How could these trends help influence HA sale and marketing strategy?
### STEP 2: Prepare
2.1. ROCCC
* ROCCC is a method that we can use to check the quality of the data we have.
* Reliable — High — Reliable as it is collected directly from HA’s customers.
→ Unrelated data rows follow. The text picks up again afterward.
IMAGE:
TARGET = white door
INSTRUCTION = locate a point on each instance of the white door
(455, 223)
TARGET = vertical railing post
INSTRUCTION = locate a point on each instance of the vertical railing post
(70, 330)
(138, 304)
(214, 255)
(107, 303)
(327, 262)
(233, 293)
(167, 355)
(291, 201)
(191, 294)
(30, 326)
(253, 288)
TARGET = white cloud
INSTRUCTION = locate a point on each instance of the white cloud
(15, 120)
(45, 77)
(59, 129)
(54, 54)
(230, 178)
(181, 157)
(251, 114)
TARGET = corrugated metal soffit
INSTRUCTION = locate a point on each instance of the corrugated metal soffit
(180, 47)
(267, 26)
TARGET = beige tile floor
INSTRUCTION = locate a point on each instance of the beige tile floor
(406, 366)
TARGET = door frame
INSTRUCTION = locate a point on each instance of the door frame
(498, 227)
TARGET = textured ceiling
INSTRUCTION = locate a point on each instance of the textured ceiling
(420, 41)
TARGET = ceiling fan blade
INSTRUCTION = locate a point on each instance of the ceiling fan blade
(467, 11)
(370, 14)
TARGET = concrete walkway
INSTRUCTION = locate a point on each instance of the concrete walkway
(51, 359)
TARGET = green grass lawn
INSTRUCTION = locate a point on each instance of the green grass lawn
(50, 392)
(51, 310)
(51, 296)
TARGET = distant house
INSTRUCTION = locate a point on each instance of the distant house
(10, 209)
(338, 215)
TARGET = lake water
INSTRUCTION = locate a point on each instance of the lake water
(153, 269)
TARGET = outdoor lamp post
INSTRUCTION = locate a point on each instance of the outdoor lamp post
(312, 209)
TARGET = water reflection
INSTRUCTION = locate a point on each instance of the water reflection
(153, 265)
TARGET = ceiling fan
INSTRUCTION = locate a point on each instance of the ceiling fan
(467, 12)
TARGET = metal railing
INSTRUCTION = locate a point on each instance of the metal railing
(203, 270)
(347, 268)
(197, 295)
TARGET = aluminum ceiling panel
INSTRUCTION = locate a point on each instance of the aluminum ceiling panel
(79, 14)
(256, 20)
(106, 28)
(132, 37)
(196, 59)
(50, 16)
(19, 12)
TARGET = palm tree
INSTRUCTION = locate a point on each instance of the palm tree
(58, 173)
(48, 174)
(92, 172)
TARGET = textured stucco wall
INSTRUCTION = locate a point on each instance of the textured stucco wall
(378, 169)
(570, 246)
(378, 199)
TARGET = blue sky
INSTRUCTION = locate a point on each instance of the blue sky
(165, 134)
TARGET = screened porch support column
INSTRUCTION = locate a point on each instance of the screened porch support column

* Original — High — First party provider
* Comprehensive — Hight — Parameters match most of Bellabeat products’ parameters
* Current — High — Data is just updated
* Cited — High — Data collected from first party
2.2. Loading Packages
install.packages('tidyverse', repos = "http://cran.us.r-project.org")
##
## The downloaded binary packages are in
## /var/folders/1r/8h_kl20n6qz_d2dwdpblvmm00000gt/T//RtmpLe0VNs/downloaded_packages
install.packages('ggplot2', repos = "http://cran.us.r-project.org")
##
## The downloaded binary packages are in
## /var/folders/1r/8h_kl20n6qz_d2dwdpblvmm00000gt/T//RtmpLe0VNs/downloaded_packages
install.packages('ggthemes', repos ="http://cran.us.r-project.org")
##
## The downloaded binary packages are in
## /var/folders/1r/8h_kl20n6qz_d2dwdpblvmm00000gt/T//RtmpLe0VNs/downloaded_packages
install.packages('plyr', repos ="http://cran.us.r-project.org")
##
## The downloaded binary packages are in
## /var/folders/1r/8h_kl20n6qz_d2dwdpblvmm00000gt/T//RtmpLe0VNs/downloaded_packages
library(tidyverse) #helps wrangle data
## ── Attaching packages ─────────────────────────────────────── tidyverse 1.3.1 ──
## ✓ ggplot2 3.3.5 ✓ purrr 0.3.4
## ✓ tibble 3.1.3 ✓ dplyr 1.0.7
## ✓ tidyr 1.1.3 ✓ stringr 1.4.0
## ✓ readr 2.0.0 ✓ forcats 0.5.1
## ── Conflicts ────────────────────────────────────────── tidyverse_conflicts() ──
## x dplyr::filter() masks stats::filter()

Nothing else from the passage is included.